Incidentally, for those worried about Artificial Intelligence and the algorithms impinging into our lives these days, Bryntin did attempt to have an imperial pounds and stone weight figure for how much weight he had lost, ready for those who just cannot deal with a kilogramme because it’s too logical, it makes too much sense or simply hate that it was a French idea.

(Ecosia, by the way, is an alternative to Google that gives a perfectly Google-like experience – it has plug-ins to make it the default on all the major internet browsers – but the adverts it shows you funds the planting of trees, which is a win in Bryntin’s book.
The answer he really wanted was just a little further down on the same page, but that wouldn’t have made the joke…)

11 thoughts on “Massive Feet Part IV: In which, nothing happened”

    1. Welcome back Mr Oseberry6. Have you been on holiday?
      Thank you for assuming I own any marbles, unfortunately I have never been able to afford any and the days of nicking them off the Greeks are long gone.

      Liked by 1 person

    1. We changed from supermarket shopping (everything you could possibly want, all the time, all year) to a local and seasonal organic weekly veg box about 5 years ago.

      My thinking then was to come up with meals all week that used it properly, without waste and without the supermarket trips to ‘get something for dinner’ that a lot of us do, expecting them to have whatever you want, any time you want. To my mind that fuels the waste culture and the unnecessary packaging that some bemoan.

      It is a more challenging way of working, there is always a veg that you think ‘what am I going to do with that to make a meal’, and perhap this extra effort in not taking the obvious line of least resistance tells you why it’s not a more popular thing.
      Mrs Bryntin is still prone to coming home from work, having nipped in to the shops, with a couple of pork chops or half a kilo of stewing shin beef occasionally with a ‘I just had a hankering for it today…’ but we largely manage on the box contents for a week.
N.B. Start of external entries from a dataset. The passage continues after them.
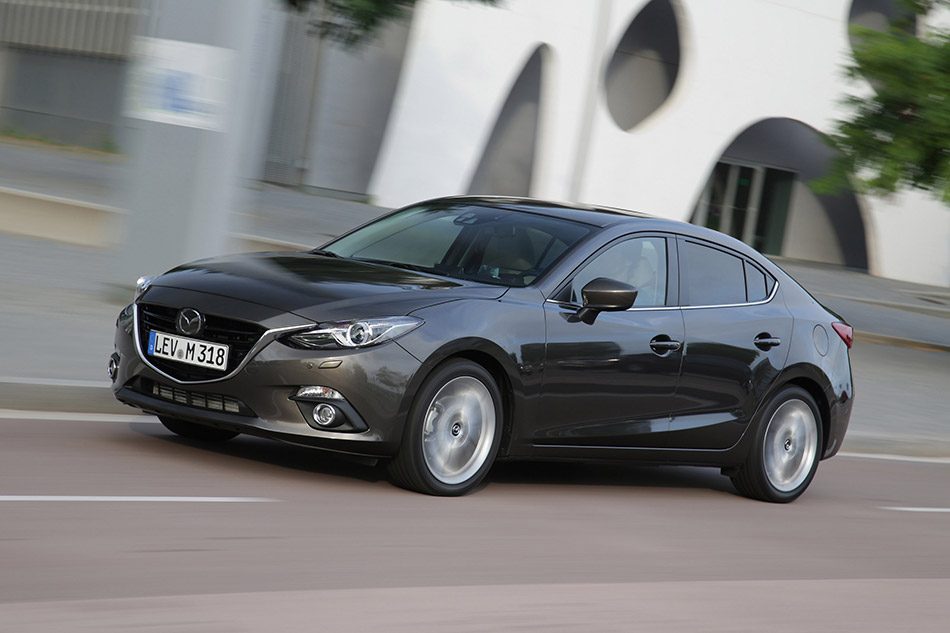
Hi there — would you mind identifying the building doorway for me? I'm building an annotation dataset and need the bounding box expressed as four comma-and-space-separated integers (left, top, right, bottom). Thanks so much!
694, 162, 795, 256
692, 119, 869, 270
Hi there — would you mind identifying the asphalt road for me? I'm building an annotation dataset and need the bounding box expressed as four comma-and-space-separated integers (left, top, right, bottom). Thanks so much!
845, 342, 950, 455
2, 412, 949, 631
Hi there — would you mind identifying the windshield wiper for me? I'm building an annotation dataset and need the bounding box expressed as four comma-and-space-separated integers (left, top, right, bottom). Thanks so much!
311, 249, 340, 258
353, 258, 440, 275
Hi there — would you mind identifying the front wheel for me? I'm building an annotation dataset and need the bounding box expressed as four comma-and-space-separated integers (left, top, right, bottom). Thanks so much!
388, 360, 502, 496
731, 386, 823, 503
159, 416, 239, 442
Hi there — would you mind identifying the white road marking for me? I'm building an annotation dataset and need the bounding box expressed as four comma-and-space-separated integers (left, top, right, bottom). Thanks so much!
838, 451, 950, 465
0, 376, 111, 388
0, 495, 277, 503
0, 409, 156, 423
880, 507, 950, 513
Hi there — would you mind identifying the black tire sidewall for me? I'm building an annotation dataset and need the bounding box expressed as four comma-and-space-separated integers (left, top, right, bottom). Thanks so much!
745, 386, 823, 503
      Helps that my two kids are vegetarian too, so them visiting every couple of weeks isn’t any difficulty either.

      Liked by 1 person

      1. That’s really good, I like your line about ‘this extra effort in not taking the obvious line of least resistance’ which kind of makes it into an important daily practice and aligns your values with your actions, with effort needed on your part. Anthony and I are putting together a programme for September which is kind of in the same spirit if via different things. I’ll write about it on my blog. It’s always interesting to me how even a small change can have quite a wide ranging effect. Glad to know the kids are leading the way!

        Liked by 2 people

      2. Amazingly, Bryntin having a thoughtful and intelligent side. I shall put a stop that immediately, it’s not in the character.
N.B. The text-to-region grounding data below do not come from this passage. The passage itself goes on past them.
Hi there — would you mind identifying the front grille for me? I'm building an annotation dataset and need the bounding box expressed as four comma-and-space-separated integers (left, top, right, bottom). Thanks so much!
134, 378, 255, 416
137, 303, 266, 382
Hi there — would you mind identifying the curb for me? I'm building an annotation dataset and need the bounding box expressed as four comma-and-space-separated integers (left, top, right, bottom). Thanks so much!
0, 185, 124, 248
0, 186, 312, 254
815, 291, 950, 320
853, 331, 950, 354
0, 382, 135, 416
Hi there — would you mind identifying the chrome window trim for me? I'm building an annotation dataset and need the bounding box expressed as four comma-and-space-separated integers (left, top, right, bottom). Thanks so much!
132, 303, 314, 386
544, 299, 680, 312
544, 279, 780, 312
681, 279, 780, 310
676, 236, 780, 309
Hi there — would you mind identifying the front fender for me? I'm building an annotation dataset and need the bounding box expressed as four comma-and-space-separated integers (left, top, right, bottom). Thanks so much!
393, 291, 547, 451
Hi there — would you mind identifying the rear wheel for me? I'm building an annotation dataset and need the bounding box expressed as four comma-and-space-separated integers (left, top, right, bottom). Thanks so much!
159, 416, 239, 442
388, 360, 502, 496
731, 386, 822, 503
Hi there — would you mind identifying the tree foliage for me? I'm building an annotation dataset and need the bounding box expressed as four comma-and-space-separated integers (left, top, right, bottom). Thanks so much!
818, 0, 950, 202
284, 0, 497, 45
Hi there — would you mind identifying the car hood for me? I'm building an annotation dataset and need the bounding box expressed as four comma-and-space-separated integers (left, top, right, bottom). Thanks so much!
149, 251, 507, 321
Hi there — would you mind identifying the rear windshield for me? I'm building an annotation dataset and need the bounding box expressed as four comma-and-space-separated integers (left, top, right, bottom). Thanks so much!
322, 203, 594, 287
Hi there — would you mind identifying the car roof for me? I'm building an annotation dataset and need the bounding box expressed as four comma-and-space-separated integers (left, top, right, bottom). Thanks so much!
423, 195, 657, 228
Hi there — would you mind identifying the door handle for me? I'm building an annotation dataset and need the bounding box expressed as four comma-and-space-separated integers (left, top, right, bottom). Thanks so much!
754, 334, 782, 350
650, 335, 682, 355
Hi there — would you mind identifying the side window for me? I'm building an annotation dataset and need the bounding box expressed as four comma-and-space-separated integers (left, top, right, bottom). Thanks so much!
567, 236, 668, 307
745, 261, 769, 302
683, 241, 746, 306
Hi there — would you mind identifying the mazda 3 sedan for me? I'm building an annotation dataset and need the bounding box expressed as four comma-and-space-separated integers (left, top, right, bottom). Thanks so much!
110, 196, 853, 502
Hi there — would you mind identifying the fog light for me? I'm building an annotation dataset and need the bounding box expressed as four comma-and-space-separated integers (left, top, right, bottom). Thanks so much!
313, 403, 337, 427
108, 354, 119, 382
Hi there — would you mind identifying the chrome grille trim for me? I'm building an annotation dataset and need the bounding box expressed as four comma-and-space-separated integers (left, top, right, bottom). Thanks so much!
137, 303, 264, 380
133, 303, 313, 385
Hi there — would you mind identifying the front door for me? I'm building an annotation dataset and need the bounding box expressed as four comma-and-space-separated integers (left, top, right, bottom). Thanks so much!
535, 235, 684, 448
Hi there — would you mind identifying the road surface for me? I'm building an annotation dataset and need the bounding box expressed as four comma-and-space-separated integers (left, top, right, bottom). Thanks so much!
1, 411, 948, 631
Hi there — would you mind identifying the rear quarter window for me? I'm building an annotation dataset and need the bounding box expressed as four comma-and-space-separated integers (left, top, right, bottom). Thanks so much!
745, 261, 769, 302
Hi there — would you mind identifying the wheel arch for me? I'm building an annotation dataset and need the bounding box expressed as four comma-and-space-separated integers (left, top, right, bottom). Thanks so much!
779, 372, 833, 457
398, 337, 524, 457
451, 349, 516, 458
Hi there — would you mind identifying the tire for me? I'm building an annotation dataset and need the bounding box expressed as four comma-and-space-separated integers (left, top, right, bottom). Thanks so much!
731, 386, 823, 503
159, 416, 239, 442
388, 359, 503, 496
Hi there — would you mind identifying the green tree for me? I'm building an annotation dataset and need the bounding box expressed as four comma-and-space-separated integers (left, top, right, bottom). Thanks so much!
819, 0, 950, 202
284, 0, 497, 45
        Of course, I look forward to reading more on your mysterious programme on your blog when it comes out. Does it include sausage rolls?

        Liked by 1 person

  1. Having been veggie for nearly 4 decades (and by default, I come with a sidedish of virtual signalling), I found the main hurdle to overcome was the planning ahead. Once that became a habit and part of daily routine, it’s just the way we shop/eat/grow now. We used a veg box scheme for a while whilst we got our allotment going, and it was the foundation of that planning mindset. And we’re not great or enthusiastic cooks, so we often eat 5 easy meals we really enjoy, every week. Congratulations on the downward trajectory. Which wouldn’t ordinarily sound like a compliment!

    Liked by 1 person

    1. Yes, thank you. The mass can continue on the trajectory, I’m not sure about how much more of the others I can spare.

      I often think supermarkets, with their often claimed ‘it’s what out customers demand’, is a case of chicken and egg spinning, certainly as regards food wastage and the increase of packaging for that food. We wouldn’t have had much of it without them supplying the stuff first, then we apparently ‘demand’ more of it.

      Not me though. A butternut squash and chickpea curry for tonight, recipe available if required, once I’ve written it down.